WaPo's Myerson: God of 'Unregulated' Capitalism is Dead

By Mark Finkelstein | October 15, 2008 | 09:26

The Nobel committee can stop looking for next year winner of the Nobel prize in economics and hand the thing right now to Harold Myerson.  The WaPo columnist's effort of today, Gods That Failed, is Krugmanesque, reading like an extended gloat at the expense of believers in free markets. Ha-ha, mocks Myerson, your god of unregulated capitalism is dead.  Just like Communism failed, so has your system. You half expect Myerson to end with a self-satisfied "nah nah nah nah nah!"

From Myerson's opening paras [emphasis added]:
In 1949, a number of famous writers, among them Arthur Koestler, André Gide, Richard Wright, Stephen Spender and Ignazio Silone, wrote essays explaining why they were no longer communists. The essays were collected in a volume entitled "The God That Failed."
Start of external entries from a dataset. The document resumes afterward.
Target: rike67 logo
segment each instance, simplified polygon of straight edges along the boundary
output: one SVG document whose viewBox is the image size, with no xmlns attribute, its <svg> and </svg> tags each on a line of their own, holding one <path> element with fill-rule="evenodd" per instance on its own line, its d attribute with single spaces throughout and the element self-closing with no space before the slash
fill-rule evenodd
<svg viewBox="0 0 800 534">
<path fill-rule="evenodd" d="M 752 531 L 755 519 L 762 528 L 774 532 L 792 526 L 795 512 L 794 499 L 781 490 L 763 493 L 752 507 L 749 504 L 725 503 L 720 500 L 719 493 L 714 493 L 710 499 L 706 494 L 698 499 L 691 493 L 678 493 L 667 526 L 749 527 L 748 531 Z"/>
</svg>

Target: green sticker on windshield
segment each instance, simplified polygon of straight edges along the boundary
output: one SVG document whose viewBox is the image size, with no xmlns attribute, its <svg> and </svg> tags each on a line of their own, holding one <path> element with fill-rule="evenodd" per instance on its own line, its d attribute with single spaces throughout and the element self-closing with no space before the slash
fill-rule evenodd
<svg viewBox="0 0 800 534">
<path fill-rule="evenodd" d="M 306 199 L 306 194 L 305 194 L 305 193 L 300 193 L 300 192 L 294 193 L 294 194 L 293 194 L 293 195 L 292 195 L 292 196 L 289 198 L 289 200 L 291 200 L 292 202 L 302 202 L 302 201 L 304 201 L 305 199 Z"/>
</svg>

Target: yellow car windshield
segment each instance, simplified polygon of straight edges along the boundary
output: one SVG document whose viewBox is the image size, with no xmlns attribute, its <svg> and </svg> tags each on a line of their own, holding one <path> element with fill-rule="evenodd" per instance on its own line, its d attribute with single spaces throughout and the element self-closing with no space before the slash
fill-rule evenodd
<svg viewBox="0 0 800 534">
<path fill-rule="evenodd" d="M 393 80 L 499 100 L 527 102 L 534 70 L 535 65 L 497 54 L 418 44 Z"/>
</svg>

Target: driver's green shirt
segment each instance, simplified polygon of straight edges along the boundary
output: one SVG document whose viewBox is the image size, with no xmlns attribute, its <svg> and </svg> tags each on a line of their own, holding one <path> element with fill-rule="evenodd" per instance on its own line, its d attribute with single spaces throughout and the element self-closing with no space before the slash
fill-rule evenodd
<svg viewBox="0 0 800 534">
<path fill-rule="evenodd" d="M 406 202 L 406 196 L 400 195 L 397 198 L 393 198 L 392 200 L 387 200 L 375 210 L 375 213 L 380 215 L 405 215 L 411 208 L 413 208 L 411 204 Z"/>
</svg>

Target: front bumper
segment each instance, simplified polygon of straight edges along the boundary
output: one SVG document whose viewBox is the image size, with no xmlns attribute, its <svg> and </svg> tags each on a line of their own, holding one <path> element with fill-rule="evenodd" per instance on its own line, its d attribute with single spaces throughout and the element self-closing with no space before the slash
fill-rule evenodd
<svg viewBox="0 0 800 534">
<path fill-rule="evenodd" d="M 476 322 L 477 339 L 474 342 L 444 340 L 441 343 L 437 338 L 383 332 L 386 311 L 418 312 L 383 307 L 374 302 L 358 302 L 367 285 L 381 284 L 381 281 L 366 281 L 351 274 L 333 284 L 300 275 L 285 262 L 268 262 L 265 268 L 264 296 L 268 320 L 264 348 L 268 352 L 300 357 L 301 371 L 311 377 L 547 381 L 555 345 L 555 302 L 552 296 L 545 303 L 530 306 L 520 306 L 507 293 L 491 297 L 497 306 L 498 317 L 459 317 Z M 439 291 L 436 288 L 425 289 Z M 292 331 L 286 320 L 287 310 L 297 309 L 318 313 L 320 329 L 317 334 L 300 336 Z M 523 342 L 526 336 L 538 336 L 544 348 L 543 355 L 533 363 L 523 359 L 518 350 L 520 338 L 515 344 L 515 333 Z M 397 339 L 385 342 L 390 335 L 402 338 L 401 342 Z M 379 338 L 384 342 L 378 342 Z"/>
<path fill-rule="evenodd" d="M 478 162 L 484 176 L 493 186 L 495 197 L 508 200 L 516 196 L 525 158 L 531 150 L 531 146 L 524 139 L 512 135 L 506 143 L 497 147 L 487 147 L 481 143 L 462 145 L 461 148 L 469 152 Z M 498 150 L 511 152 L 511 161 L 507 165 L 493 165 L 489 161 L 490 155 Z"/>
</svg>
Today, conservative intellectuals might want to consider writing a tome on the failure of their own beloved deity, unregulated capitalism.
There's just one small problem with Harold's hypothesis: it's based on an entirely false premise, one that I'm sure NB readers will quickly spot.  The current mess was caused not by too little government regulation, but too much.